To date, our studies suggest that female mice are somewhat resistant to iron irradiation while male mice appear to be more vulnerable, especially to the long-term central nervous system effects. One caveat is that survival was reduced in female Alzheimer’s mice exposed to the higher single dose of iron irradiation; however, those female Alzheimer’s mice that survived until the end of the study showed fewer radiation effects on cognition, amyloid pathology, and inflammation compared to their male irradiated counterparts. Iron-irradiated male but not female Alzheimer’s mice showed short- and long-term cognitive deficits and long-term increases in brain amyloid and neuroinflammation. Similar to iron irradiation, a single exposure to proton irradiation caused sex- and dose-specific effects that varied according to the mouse model (wildtype or Alzheimer’s). For example, motor coordination was worsened by low-dose (but not high dose) proton irradiation in wildtype mice but not Alzheimer’s mice, and improved by iron irradiation in Alzheimer’s mice. Both proton and iron irradiation induced spatial memory impairment in male but female Alzheimer’s mice. And, while iron irradiation increased brain amyloid, proton irradiation decreased brain amyloid in male Alzheimer’s mice. Lastly, a comparison of single dose vs. 6 smaller, fractionated doses of the equivalent amount of total iron irradiation in male Alzheimer’s mice, using a new genetic knockin mouse model, revealed that fractionated dosing induced fewer detrimental effects than a single larger dose. For example, spatial memory deficits were observed following a single but not fractionated dose of iron irradiation. Neither single nor fractionated iron dosing altered brain amyloid levels in this new mouse model.

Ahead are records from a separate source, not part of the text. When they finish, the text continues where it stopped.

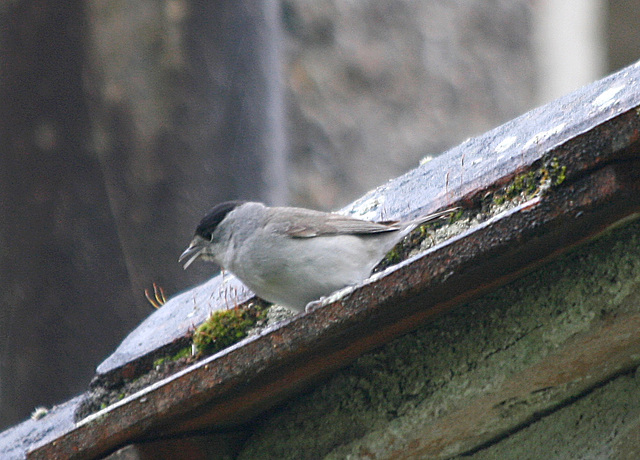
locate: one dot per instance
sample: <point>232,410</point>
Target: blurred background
<point>122,122</point>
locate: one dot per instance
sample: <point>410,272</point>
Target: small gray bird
<point>293,256</point>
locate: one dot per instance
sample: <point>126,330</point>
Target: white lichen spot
<point>39,412</point>
<point>367,209</point>
<point>506,143</point>
<point>426,159</point>
<point>608,97</point>
<point>544,135</point>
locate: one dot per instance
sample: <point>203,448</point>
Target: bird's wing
<point>306,223</point>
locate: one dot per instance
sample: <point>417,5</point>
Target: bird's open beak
<point>191,253</point>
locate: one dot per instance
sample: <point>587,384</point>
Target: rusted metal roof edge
<point>234,385</point>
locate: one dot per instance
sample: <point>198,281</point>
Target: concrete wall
<point>544,367</point>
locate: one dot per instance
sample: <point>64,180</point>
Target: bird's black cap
<point>216,215</point>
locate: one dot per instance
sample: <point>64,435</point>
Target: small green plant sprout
<point>182,353</point>
<point>158,299</point>
<point>223,328</point>
<point>533,183</point>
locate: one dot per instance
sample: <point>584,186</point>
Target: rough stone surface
<point>600,425</point>
<point>379,403</point>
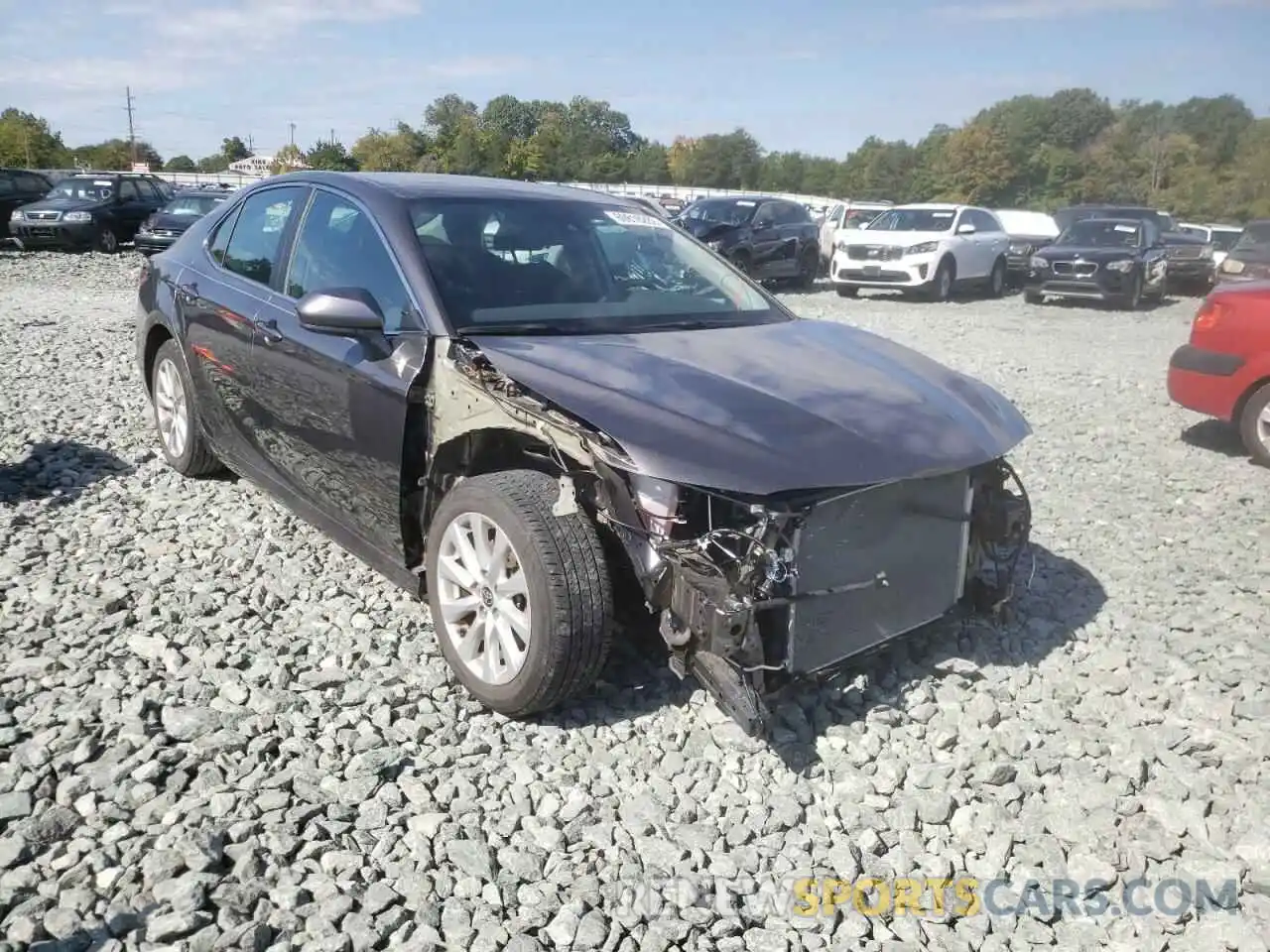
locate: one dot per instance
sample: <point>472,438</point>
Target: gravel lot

These findings will help inform risk estimates for astronauts exposed to space radiation on long-term, deep space missions. In addition, these studies emphasize the need for further research into sex differences in normal and disease conditions. This information may help guide research into developing specific countermeasures for male and female astronauts.
Several manuscripts are in preparation for submission to peer-reviewed journals.